Hardware and computational cost

We performed MD simulations and MM/PB(GB)SA calculations on a 384 GB-memory Linux Cluster (Centos7 operating system) with 12 NVIDIA GeForce RTX 2080Ti graphics cards and Intel Xeon Gold 5120 processors (2.2 GHz, a total of 168 CPU cores). Typically, for a system containing ~ 40,000 atoms (~ 300 residues), the computational cost for a 100 ns MD simulation and 2000 frames of MM/PB(GB)SA calculation is about 8 ~ 10 h on one GPU card and 14 CPU cores.

Results and discussion

Overall features of the investigated systems

Herein, 13 targets belonging to different protein families with 20 small molecular ligands were employed for the investigation (Fig. 1), which construct a total of 89 systems containing one or multiple mutations with Isothermal Titration Calorimetry (ITC) determined binding free energy difference upon mutations (Additional file 1: Table S1). In the dataset, 71 of them contain single mutation. A further investigation shows that 85% of the mutations (60 systems) locates within 5 Å of the co-crystallized ligand, which usually exhibits direct interactions with the ligands and may be intuitively thought to lead serious impact on drugs binding. Nevertheless, as shown in Additional file 1: Fig. S1, there is no obvious correlation between the drug-mutation distance (measured by the nearest two atoms located in the ligand and the mutation site) and the binding free energy change of the ligand upon mutations (rp = 0.001), implying that the simple observation or traditional experience is not usually valid and more rational investigation should be considered for accurately evaluating the mutation effects on drugs binding. Therefore, MD simulation in conjunction with various protocols of end-point binding free energy calculations was conducted with the purpose to accurately characterize the mutation effects on drugs binding.

Fig. 1
figure 1

Structural illustration of the 13 investigated targets and the corresponding mutation sites (red) and ligands (cyan)
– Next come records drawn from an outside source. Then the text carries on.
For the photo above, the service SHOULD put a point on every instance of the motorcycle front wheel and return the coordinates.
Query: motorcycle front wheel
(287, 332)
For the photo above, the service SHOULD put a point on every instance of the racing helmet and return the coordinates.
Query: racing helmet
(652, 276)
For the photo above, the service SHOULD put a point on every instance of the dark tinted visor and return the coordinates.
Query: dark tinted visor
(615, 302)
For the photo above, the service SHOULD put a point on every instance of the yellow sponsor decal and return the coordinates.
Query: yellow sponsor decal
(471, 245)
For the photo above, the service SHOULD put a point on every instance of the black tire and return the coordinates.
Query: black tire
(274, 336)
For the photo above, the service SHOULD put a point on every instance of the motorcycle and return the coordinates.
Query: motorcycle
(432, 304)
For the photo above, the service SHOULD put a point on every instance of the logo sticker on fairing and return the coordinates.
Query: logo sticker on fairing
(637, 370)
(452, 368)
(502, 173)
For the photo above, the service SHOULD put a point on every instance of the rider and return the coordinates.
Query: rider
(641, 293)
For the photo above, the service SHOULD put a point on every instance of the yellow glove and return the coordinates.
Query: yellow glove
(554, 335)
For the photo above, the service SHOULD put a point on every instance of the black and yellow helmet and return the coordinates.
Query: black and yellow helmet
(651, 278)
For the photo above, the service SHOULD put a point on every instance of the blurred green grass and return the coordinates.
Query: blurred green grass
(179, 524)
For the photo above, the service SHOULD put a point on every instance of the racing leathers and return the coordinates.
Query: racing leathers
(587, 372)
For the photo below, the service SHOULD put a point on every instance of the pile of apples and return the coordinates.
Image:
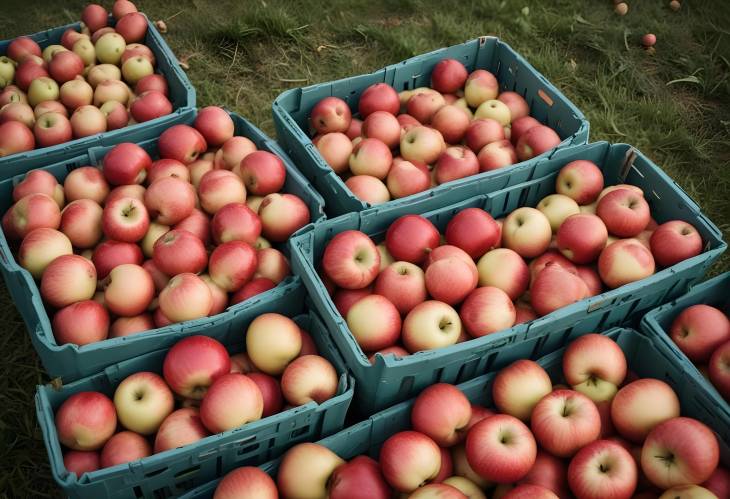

End-point binding free energy calculations based on various simulation protocols

In this section, we systemically investigated the performance of the MM/GBSA and MM/PBSA approaches on the mutated systems, in which the effects of the MD simulation time (including the minimized structures), the dielectric constants and the entropy effects were taken into consideration. Different from the previous studies where the absolute binding free energy was employed for the comparison, here, the comparison was carried out on the binding free energy difference between the mutated and the wild-type systems (∆∆G = ∆GMT − ∆GWT). The Pearson correlation coefficient between the predicted binding affinity and the experimental data was used as the metric for various comparisons.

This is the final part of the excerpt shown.